Unfortunately, Big Pharma too often also report money spent on these latter efforts as part of the 'investment needed for new drugs' -- thereby, overstating such investments. Meanwhile, company after company have also drunk deeply from the well of shareholder value extremism -- the ideology that dictates that the single, maniacal objective of all the people who work in these companies is the creation of shareholder value, mainly through making profits their singular obsession.

Do people who work in Big Pharma care about the health and well being of others? Yes, of course. Do those values hold equivalent concern and weight as the pursuit of profits and shareholder value? No. Not if we look to the actual behavior of Big Pharma companies -- of which, this latest effort from Genentech to block the use of one of it's existting drugs that can help prevent blindness by substituting that cure with one that is one hundred times higher in price in order to insure profits is but the latest example. One hundred times. Not ten times higher. One hundred.

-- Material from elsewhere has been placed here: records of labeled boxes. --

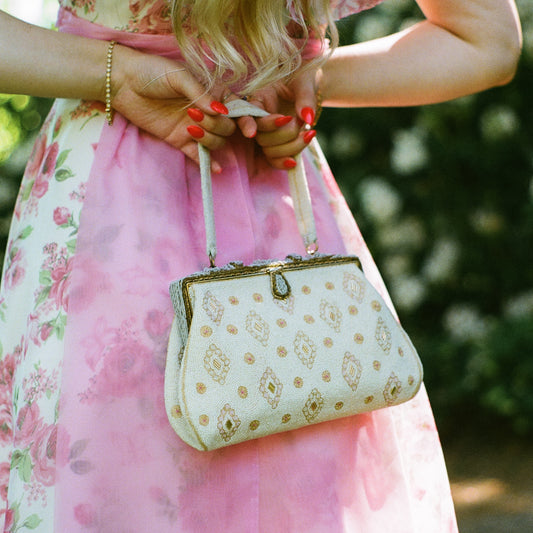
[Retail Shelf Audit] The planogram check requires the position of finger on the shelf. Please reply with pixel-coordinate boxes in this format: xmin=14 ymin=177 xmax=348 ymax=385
xmin=293 ymin=71 xmax=317 ymax=126
xmin=187 ymin=107 xmax=236 ymax=137
xmin=256 ymin=119 xmax=301 ymax=147
xmin=256 ymin=113 xmax=296 ymax=133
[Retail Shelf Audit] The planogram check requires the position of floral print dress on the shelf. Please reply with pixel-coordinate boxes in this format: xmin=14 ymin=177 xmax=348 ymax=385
xmin=0 ymin=0 xmax=456 ymax=533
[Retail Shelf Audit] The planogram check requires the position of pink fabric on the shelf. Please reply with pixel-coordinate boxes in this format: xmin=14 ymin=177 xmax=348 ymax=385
xmin=40 ymin=6 xmax=456 ymax=533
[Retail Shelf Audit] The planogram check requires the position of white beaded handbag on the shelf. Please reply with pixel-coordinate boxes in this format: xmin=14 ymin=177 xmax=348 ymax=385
xmin=165 ymin=100 xmax=422 ymax=450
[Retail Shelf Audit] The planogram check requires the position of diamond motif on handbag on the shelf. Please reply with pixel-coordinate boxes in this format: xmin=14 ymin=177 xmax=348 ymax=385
xmin=294 ymin=331 xmax=316 ymax=370
xmin=217 ymin=404 xmax=241 ymax=442
xmin=270 ymin=268 xmax=291 ymax=300
xmin=342 ymin=352 xmax=363 ymax=392
xmin=383 ymin=372 xmax=402 ymax=405
xmin=259 ymin=367 xmax=283 ymax=409
xmin=246 ymin=311 xmax=270 ymax=347
xmin=320 ymin=300 xmax=342 ymax=333
xmin=202 ymin=291 xmax=224 ymax=326
xmin=376 ymin=317 xmax=392 ymax=354
xmin=302 ymin=389 xmax=324 ymax=424
xmin=204 ymin=344 xmax=230 ymax=385
xmin=342 ymin=272 xmax=366 ymax=303
xmin=274 ymin=294 xmax=294 ymax=315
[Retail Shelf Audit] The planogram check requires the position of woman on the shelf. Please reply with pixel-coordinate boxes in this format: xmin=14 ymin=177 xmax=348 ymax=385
xmin=0 ymin=0 xmax=520 ymax=533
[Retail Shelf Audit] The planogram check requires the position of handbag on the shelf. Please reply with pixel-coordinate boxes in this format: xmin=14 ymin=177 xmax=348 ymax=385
xmin=164 ymin=100 xmax=422 ymax=450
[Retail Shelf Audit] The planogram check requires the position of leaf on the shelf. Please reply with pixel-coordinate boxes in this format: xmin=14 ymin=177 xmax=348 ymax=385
xmin=39 ymin=270 xmax=52 ymax=285
xmin=22 ymin=180 xmax=35 ymax=202
xmin=22 ymin=514 xmax=42 ymax=529
xmin=70 ymin=439 xmax=89 ymax=459
xmin=35 ymin=287 xmax=51 ymax=307
xmin=70 ymin=460 xmax=93 ymax=476
xmin=56 ymin=167 xmax=76 ymax=181
xmin=11 ymin=450 xmax=24 ymax=468
xmin=56 ymin=148 xmax=72 ymax=168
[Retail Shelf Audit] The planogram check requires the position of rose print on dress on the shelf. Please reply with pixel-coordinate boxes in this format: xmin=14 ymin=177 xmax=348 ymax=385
xmin=81 ymin=320 xmax=162 ymax=402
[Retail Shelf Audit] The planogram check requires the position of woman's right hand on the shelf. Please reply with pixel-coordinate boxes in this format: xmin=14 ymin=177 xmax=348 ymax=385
xmin=111 ymin=45 xmax=235 ymax=172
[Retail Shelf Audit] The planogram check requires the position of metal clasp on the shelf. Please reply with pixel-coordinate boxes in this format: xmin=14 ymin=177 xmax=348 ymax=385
xmin=269 ymin=267 xmax=291 ymax=300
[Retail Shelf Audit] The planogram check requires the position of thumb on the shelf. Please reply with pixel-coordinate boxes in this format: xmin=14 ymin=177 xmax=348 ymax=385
xmin=292 ymin=70 xmax=317 ymax=126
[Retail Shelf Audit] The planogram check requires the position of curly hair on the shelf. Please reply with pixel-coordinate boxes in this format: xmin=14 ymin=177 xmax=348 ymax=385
xmin=171 ymin=0 xmax=338 ymax=94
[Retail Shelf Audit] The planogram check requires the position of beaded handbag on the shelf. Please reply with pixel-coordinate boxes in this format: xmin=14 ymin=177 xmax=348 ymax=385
xmin=165 ymin=101 xmax=422 ymax=450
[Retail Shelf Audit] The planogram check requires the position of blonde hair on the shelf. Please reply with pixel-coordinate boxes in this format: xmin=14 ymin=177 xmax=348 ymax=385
xmin=172 ymin=0 xmax=338 ymax=94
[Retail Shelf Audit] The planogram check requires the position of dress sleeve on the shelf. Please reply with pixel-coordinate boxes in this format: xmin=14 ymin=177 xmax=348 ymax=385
xmin=331 ymin=0 xmax=383 ymax=20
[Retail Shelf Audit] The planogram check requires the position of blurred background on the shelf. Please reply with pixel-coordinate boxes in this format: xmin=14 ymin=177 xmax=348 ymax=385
xmin=0 ymin=0 xmax=533 ymax=533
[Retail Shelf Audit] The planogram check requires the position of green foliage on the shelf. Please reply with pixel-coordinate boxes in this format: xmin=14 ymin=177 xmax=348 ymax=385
xmin=0 ymin=94 xmax=51 ymax=250
xmin=319 ymin=2 xmax=533 ymax=435
xmin=0 ymin=0 xmax=533 ymax=436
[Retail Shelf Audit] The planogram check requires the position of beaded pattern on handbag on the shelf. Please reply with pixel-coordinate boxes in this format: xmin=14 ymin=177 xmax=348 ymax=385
xmin=165 ymin=98 xmax=422 ymax=450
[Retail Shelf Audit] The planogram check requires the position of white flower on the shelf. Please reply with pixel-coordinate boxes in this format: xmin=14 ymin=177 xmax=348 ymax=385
xmin=391 ymin=128 xmax=429 ymax=175
xmin=378 ymin=217 xmax=426 ymax=251
xmin=328 ymin=128 xmax=363 ymax=159
xmin=504 ymin=290 xmax=533 ymax=318
xmin=422 ymin=238 xmax=460 ymax=283
xmin=391 ymin=276 xmax=427 ymax=311
xmin=444 ymin=304 xmax=488 ymax=341
xmin=480 ymin=105 xmax=520 ymax=141
xmin=354 ymin=14 xmax=394 ymax=42
xmin=359 ymin=177 xmax=402 ymax=223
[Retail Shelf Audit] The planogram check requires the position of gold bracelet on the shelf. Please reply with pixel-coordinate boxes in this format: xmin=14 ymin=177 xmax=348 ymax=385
xmin=105 ymin=41 xmax=117 ymax=126
xmin=311 ymin=69 xmax=324 ymax=128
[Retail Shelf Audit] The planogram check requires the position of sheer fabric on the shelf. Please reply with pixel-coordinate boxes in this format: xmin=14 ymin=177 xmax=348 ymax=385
xmin=0 ymin=0 xmax=457 ymax=533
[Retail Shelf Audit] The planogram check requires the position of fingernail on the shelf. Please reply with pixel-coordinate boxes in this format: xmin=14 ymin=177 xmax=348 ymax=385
xmin=301 ymin=107 xmax=315 ymax=125
xmin=187 ymin=125 xmax=205 ymax=139
xmin=211 ymin=100 xmax=229 ymax=115
xmin=304 ymin=130 xmax=316 ymax=144
xmin=274 ymin=115 xmax=292 ymax=128
xmin=187 ymin=107 xmax=204 ymax=122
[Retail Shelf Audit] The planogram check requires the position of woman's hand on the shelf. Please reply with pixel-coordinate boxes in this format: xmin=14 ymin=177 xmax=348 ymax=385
xmin=112 ymin=45 xmax=235 ymax=172
xmin=238 ymin=65 xmax=318 ymax=169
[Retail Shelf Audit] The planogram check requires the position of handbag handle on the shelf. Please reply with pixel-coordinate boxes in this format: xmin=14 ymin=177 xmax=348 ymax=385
xmin=198 ymin=99 xmax=318 ymax=267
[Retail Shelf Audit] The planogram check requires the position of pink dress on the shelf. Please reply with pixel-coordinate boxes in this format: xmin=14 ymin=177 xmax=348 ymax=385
xmin=0 ymin=0 xmax=457 ymax=533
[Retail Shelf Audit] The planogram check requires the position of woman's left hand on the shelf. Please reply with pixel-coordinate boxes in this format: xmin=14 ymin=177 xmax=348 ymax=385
xmin=238 ymin=65 xmax=317 ymax=170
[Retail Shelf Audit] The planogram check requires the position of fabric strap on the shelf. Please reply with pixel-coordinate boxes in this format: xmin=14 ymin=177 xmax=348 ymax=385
xmin=198 ymin=100 xmax=318 ymax=266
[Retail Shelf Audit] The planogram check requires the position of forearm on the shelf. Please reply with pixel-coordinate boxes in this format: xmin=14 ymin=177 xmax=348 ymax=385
xmin=0 ymin=11 xmax=107 ymax=100
xmin=321 ymin=0 xmax=520 ymax=107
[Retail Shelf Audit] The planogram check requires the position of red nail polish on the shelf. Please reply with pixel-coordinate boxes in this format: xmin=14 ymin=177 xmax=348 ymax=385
xmin=187 ymin=107 xmax=204 ymax=122
xmin=187 ymin=125 xmax=205 ymax=139
xmin=211 ymin=100 xmax=229 ymax=115
xmin=301 ymin=107 xmax=315 ymax=125
xmin=304 ymin=130 xmax=316 ymax=144
xmin=274 ymin=115 xmax=292 ymax=128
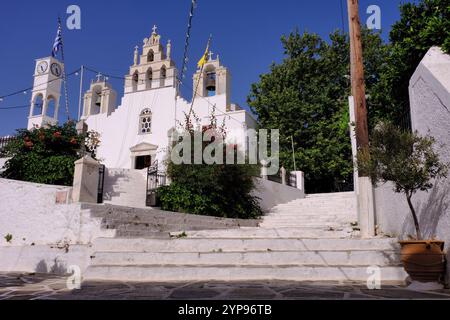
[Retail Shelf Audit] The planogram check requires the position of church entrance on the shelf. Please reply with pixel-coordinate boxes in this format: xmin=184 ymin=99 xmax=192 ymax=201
xmin=135 ymin=156 xmax=152 ymax=170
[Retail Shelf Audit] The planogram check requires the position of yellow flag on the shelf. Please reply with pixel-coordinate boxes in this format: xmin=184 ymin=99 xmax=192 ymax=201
xmin=197 ymin=41 xmax=210 ymax=68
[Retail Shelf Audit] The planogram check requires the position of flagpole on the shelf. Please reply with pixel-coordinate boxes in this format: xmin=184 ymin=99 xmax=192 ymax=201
xmin=78 ymin=65 xmax=84 ymax=121
xmin=58 ymin=17 xmax=70 ymax=121
xmin=188 ymin=35 xmax=212 ymax=119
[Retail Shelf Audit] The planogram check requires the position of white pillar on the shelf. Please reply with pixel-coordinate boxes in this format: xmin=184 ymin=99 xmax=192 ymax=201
xmin=292 ymin=171 xmax=305 ymax=192
xmin=356 ymin=177 xmax=375 ymax=238
xmin=261 ymin=160 xmax=269 ymax=180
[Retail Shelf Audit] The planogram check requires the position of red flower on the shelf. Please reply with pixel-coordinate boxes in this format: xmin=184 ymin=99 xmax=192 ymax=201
xmin=25 ymin=141 xmax=34 ymax=149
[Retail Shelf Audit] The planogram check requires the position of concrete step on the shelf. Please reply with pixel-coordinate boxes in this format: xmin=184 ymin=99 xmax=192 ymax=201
xmin=83 ymin=204 xmax=261 ymax=228
xmin=83 ymin=265 xmax=407 ymax=283
xmin=186 ymin=227 xmax=351 ymax=239
xmin=93 ymin=238 xmax=399 ymax=252
xmin=91 ymin=251 xmax=401 ymax=267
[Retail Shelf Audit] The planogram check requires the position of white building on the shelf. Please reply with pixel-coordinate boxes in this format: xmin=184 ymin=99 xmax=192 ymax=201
xmin=28 ymin=27 xmax=256 ymax=169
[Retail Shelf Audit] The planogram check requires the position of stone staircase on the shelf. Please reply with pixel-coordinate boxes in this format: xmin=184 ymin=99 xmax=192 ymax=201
xmin=261 ymin=192 xmax=358 ymax=231
xmin=82 ymin=204 xmax=259 ymax=239
xmin=104 ymin=169 xmax=147 ymax=208
xmin=84 ymin=193 xmax=406 ymax=283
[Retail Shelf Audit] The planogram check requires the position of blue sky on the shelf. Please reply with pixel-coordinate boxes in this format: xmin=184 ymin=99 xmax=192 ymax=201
xmin=0 ymin=0 xmax=414 ymax=136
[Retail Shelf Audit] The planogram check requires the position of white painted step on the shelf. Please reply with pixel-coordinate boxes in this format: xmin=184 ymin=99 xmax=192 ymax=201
xmin=83 ymin=265 xmax=407 ymax=283
xmin=92 ymin=251 xmax=400 ymax=267
xmin=181 ymin=226 xmax=350 ymax=239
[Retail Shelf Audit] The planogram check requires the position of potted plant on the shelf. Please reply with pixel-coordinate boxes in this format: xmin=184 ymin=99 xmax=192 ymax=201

One imagines there are debates among the thick we's who work at companies like Genentech. It's frankly unimaginabe that 100% of the executives and employees agree with the extortionate policy that seems to be emerging here.

Still, when every single one of those executives and employees sit down to dinner tonight, they will need to explain to their families and friends why, at Genentech, the pursuit of value trumps the pursuit of all values -- including but not limited to profits -- in how they -- the thick we of Genentech -- define and pursue their common good.